Em 1994, o Decreto Legislativo nº 2 aprovou, no Brasil, a Convenção, embora o tema já estivesse tratado na Constituição Federal de 1.988, no seu artigo 225 que consagra o direito de todos os brasileiros ao meio ambiente ecologicamente equilibrado, o que, em contrapartida nos obriga a todos ao compromisso de preservação de todas as espécies.

Desse modo, vêem-se, na Constituição, no parágrafo 4º desse artigo, garantidos em lei de preservação a Floresta Amazônica, a Mata Atlântica, a Serra do Mar, o Pantanal e a Zona Costeira, todos considerados patrimônios nacionais. Outras leis e códigos tratam de outros temas relacionados ao equilíbrio ecológico, à preservação de sistemas complexos de vida, à biodiversidade, de maneira que, do ponto de vista legal, mesmo havendo necessidade de seu aprimoramento contínuo, o país está alinhado com as grandes preocupações e tendências internacionais relativas à questão.
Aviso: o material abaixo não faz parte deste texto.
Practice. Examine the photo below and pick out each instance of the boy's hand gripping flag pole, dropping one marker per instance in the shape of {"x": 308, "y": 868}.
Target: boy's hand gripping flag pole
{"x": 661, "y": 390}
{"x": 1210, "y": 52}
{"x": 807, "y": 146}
Ao lado do sistema legal cresceu e organizou-se todo um sistema institucional que, além dos atores tradicionais, como as universidades, os sindicatos, as associações de classe, passou a incluir um número muito grande de organizações não governamentais (ONG's) voltadas ao tema e que têm tido um papel definidor nas políticas de preservação ambiental e nas ações efetivas para sua operacionalidade, de modo que, - não seria exagero dizer -, meio ambiente e ecologia são hoje tópicos de excelência nos avanços de cidadania que a sociedade brasileira vem vivenciando e conquistando de alguns anos para cá.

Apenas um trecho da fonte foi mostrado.